As I reflected, Jesus helped me to connect the words “everything I have said to you” from the first verse to the word “leave” in the second verse.  When Jesus states “Peace I leave with you,” He is referring to the entirety of His teaching as He left it behind in the gospels.  This is what He is leaving behind for us as a gift that engenders peace.  If the entirety of that teaching were to be fully internalized by any one of us, that process would leave us in a state of pure peacefulness.

But Jesus, in His Wisdom, also knew that we would struggle with understanding and recalling that teaching because of our human frailty.  The teaching in and of itself was a gift.  But to reinforce that gift, He also made a second gift to us, a gift that makes His teaching always current, always recallable, and always understandable (if we can set aside our pride and frailty and be humble enough to ask and listen to the answers.)
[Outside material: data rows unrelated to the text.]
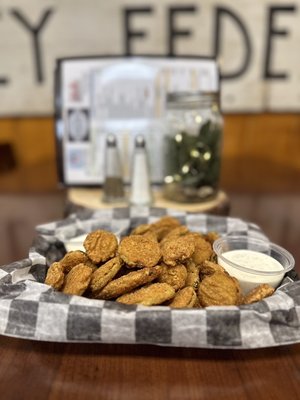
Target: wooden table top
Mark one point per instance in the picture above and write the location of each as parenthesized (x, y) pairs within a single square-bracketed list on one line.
[(50, 371)]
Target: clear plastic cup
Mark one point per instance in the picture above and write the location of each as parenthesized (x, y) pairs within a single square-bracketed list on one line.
[(253, 261)]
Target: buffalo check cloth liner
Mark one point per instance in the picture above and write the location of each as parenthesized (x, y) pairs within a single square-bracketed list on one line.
[(32, 310)]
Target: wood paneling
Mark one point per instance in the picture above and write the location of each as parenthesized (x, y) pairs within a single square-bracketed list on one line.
[(260, 152)]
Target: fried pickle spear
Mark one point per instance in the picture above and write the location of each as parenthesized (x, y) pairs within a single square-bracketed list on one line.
[(153, 294), (203, 249), (104, 274), (55, 276), (139, 251), (100, 245), (192, 278), (127, 283), (184, 298), (219, 289), (77, 280), (258, 293)]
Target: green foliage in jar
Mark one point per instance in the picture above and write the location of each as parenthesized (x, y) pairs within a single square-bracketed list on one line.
[(194, 160)]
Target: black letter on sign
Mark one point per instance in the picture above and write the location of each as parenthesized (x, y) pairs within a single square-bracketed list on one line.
[(248, 50), (129, 33), (173, 32), (35, 30), (268, 74)]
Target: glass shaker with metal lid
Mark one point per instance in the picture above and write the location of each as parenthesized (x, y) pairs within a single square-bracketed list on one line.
[(193, 140)]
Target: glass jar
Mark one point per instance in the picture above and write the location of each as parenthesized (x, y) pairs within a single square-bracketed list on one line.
[(193, 140)]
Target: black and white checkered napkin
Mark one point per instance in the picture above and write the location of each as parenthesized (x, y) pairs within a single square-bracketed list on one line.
[(30, 309)]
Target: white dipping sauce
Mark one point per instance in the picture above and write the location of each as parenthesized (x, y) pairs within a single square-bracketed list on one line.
[(256, 261)]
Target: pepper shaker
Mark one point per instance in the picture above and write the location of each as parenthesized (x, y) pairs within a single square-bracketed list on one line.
[(113, 187), (140, 193)]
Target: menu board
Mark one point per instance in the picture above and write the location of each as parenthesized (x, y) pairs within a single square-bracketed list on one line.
[(125, 96)]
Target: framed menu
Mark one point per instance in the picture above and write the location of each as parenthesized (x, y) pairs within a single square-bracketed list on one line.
[(126, 96)]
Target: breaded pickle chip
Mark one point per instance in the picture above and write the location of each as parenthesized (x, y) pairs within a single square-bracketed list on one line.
[(176, 251), (104, 274), (77, 280), (203, 249), (73, 258), (139, 251), (55, 276), (154, 294), (174, 276), (184, 298), (100, 245), (219, 289)]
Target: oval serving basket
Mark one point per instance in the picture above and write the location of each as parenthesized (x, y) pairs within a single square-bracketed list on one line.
[(30, 309)]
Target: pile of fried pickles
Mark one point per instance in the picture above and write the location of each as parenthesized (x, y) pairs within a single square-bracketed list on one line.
[(163, 263)]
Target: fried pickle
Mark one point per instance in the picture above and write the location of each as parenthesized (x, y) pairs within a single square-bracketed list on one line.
[(211, 236), (258, 293), (139, 251), (219, 289), (55, 276), (174, 276), (208, 268), (153, 294), (73, 258), (184, 298), (126, 283), (104, 274), (77, 280), (177, 251), (164, 225), (175, 233), (192, 278), (203, 249), (100, 245)]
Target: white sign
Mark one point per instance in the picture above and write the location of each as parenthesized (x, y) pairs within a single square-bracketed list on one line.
[(121, 96), (256, 42)]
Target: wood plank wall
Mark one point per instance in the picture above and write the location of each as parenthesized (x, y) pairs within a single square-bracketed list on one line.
[(261, 152)]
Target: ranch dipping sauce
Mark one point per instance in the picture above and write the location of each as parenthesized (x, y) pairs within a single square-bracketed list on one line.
[(262, 265)]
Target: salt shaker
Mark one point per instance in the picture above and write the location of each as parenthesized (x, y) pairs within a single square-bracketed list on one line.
[(140, 193), (113, 187)]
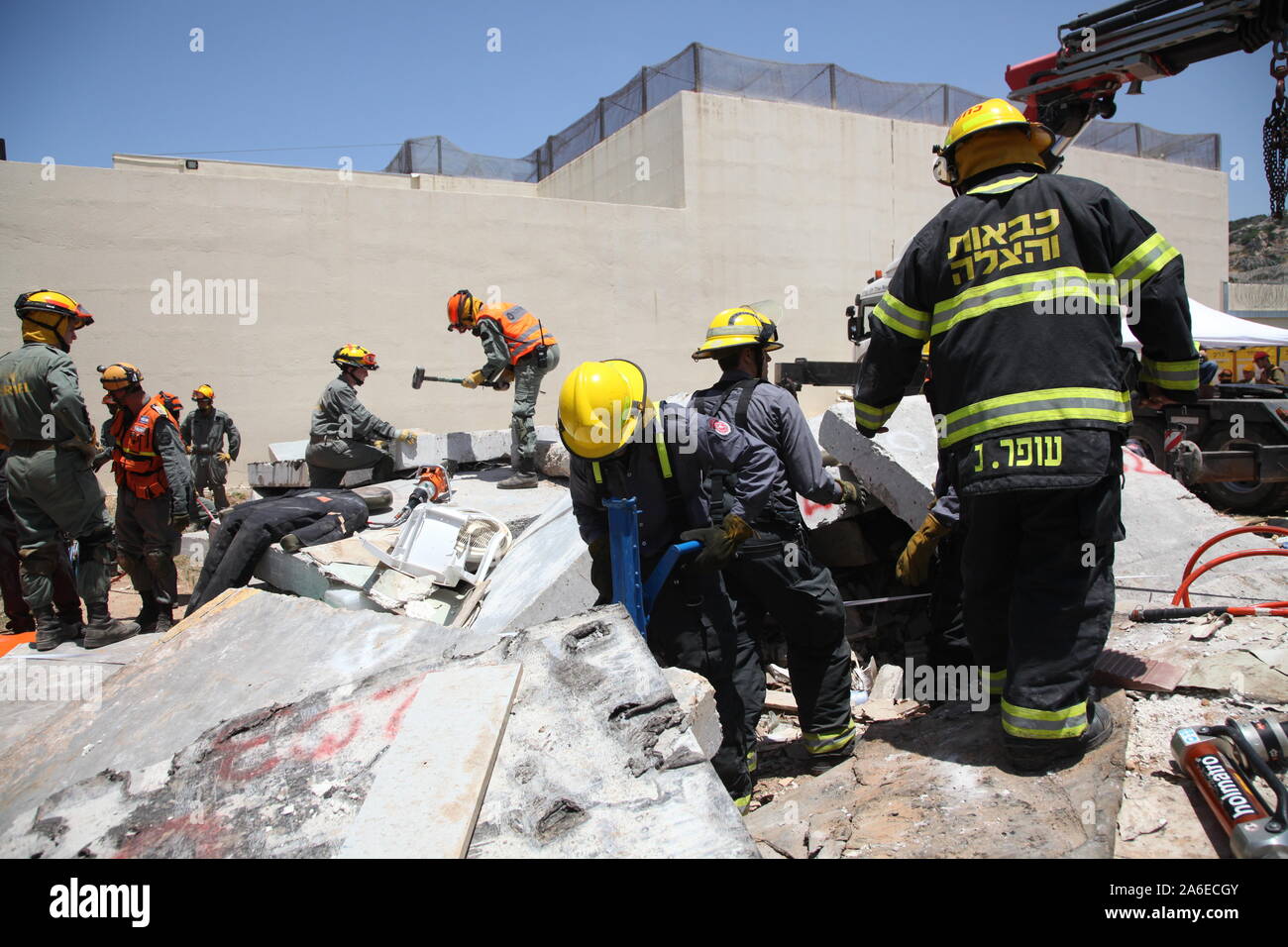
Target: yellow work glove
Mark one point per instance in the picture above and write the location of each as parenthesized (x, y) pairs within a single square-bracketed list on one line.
[(913, 566), (719, 541)]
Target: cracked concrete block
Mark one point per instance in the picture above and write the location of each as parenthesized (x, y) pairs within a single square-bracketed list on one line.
[(553, 459), (545, 575), (898, 468), (253, 727), (697, 699), (287, 450)]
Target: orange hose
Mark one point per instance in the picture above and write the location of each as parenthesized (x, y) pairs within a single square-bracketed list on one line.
[(1183, 592), (1225, 535)]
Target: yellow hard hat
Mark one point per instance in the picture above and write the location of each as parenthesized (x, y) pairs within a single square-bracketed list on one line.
[(600, 406), (738, 326), (119, 375), (463, 309), (986, 116), (355, 357), (995, 114), (52, 302)]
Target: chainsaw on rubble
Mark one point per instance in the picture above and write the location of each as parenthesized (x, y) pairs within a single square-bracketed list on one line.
[(432, 486), (419, 377), (1219, 759)]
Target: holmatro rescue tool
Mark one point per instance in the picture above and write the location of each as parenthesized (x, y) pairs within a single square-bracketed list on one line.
[(1219, 759), (433, 486)]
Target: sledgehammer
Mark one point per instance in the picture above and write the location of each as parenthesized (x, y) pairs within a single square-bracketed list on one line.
[(419, 377)]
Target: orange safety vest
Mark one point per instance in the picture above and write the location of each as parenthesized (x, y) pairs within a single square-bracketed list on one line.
[(523, 331), (136, 462)]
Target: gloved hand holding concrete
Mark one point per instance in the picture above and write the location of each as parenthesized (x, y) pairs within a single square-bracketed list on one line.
[(851, 492), (719, 541), (913, 566)]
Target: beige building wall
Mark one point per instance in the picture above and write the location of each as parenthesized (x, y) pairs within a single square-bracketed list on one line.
[(742, 200)]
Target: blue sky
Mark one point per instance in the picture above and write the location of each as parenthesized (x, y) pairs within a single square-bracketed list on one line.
[(80, 80)]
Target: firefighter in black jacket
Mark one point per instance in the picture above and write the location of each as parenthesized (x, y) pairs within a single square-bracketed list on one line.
[(774, 573), (1018, 285)]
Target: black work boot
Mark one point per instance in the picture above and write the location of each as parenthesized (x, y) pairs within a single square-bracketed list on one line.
[(523, 478), (73, 624), (163, 621), (50, 630), (1030, 757), (147, 616), (103, 629)]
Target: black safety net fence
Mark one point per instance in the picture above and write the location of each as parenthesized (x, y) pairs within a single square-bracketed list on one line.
[(700, 68)]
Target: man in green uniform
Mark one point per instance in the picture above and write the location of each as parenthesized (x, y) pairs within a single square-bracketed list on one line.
[(52, 488), (205, 431), (519, 350), (343, 434)]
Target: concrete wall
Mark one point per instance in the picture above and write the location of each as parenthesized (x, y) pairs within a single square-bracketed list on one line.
[(745, 200)]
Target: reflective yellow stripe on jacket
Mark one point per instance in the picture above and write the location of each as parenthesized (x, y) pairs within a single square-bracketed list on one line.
[(1024, 289), (903, 318), (1146, 261), (1044, 724), (1176, 376), (1029, 407)]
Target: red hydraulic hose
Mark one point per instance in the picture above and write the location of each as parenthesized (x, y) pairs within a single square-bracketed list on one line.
[(1183, 591)]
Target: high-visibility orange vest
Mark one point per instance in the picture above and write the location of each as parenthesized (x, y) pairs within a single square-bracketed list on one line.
[(523, 331), (136, 462)]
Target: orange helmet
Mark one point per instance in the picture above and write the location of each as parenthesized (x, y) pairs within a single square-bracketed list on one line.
[(172, 403), (120, 376), (462, 311)]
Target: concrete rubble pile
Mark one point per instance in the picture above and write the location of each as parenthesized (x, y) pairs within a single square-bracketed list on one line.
[(258, 725), (935, 785), (277, 724)]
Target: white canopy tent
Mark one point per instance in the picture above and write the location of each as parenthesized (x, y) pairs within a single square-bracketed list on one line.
[(1216, 329)]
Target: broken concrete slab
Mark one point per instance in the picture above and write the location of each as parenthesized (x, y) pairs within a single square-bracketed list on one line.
[(578, 771), (553, 459), (936, 788), (697, 699), (428, 789), (900, 470), (287, 450), (1240, 672), (545, 575)]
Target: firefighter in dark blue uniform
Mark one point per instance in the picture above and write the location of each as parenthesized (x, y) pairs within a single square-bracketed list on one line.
[(1019, 285), (773, 573), (623, 445)]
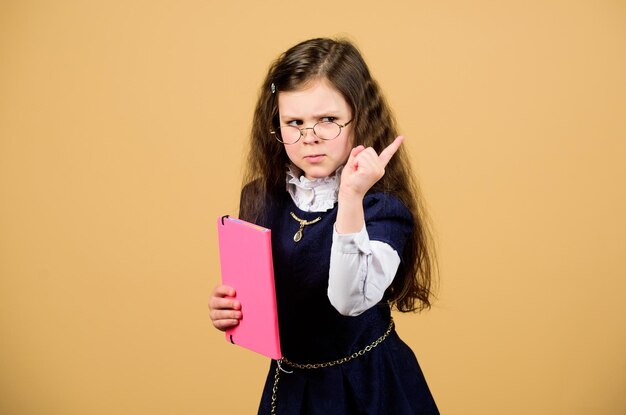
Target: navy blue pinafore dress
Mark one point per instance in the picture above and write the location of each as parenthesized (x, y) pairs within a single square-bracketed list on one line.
[(386, 379)]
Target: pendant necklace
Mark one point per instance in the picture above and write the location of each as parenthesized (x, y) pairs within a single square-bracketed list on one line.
[(303, 223)]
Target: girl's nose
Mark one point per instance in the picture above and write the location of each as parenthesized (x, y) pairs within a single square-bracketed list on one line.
[(308, 136)]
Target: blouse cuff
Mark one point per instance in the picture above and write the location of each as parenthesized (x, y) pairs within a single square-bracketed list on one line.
[(352, 243)]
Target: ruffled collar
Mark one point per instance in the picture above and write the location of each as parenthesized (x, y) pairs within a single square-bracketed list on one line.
[(316, 195)]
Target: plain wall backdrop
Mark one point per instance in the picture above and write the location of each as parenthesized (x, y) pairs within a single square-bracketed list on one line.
[(123, 129)]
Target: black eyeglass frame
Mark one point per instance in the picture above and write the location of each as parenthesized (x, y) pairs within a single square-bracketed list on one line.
[(274, 132)]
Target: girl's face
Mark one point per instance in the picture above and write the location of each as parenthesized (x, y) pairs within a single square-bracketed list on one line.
[(317, 101)]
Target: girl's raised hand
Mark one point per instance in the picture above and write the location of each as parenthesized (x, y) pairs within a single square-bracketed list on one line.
[(364, 168), (224, 309)]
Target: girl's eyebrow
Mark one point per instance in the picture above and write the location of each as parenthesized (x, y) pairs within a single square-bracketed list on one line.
[(331, 113)]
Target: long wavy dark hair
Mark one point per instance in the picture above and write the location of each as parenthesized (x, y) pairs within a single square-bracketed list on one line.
[(340, 62)]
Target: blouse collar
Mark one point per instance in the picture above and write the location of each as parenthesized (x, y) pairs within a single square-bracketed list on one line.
[(317, 195)]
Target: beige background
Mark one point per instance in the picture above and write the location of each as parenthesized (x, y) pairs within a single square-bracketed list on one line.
[(122, 131)]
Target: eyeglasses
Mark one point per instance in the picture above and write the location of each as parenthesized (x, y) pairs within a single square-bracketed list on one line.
[(325, 130)]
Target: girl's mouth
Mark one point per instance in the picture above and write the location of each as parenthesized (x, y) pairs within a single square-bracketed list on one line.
[(314, 158)]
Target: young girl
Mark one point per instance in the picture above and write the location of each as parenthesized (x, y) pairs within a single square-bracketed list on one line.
[(327, 174)]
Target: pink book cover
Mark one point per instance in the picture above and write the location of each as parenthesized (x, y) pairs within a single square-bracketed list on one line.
[(246, 264)]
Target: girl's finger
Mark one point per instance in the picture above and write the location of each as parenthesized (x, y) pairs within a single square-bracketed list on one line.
[(388, 153)]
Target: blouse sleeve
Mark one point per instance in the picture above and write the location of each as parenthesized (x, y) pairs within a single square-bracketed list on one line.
[(363, 265), (360, 272)]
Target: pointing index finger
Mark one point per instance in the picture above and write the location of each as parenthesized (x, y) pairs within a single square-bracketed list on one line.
[(388, 153)]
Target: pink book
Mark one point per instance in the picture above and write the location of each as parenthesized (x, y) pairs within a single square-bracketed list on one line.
[(246, 265)]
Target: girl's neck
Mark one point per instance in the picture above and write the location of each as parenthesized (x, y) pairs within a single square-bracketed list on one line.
[(316, 195)]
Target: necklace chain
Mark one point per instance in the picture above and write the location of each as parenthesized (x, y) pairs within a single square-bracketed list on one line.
[(303, 223)]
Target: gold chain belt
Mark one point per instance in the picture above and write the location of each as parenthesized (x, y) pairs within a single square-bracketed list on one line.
[(323, 365)]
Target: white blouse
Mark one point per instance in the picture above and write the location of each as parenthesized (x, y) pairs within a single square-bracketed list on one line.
[(360, 270)]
In the first verse, the words “the Holy Spirit, whom the Father will send in my name” then become connected to the word “give” in the second verse.  When Jesus states, “my peace I give you,” He is talking about the gift of the Holy Spirit, which He makes available to help us remember and understand His teaching when the going gets tough.  If we could fully embrace Franciscan poverty in such a way that we left our worldly concerns completely behind, we could then fully connect to the Holy Spirit and thru Him to the complete teachings of Christ.  Again, that connection would leave us in a state of pure peacefulness. 

Our internal peacefulness is directly related to our ability to connect ourselves to the life and being of Christ as made present and current to us in the gospels.  Our journey of Franciscan conversion commits us to an ever-deeper internalization of the life of Christ.  The more conversion we experience, the closer we draw to Jesus, the more peaceful we will become.  And as that peacefulness grows within us, it becomes visible to those we encounter in the world, and we can trigger the seed of Christ in other people as Francis did in the story from Celano, as he calls us to in the Anonymous of Perugia, and as the Rule itself calls us to in the article on peace.

Francis was, at his core, both a messenger and a message of pure peace.

Our profession calls us to prepare ourselves through a process of unceasing conversion to the gospel life to be the same.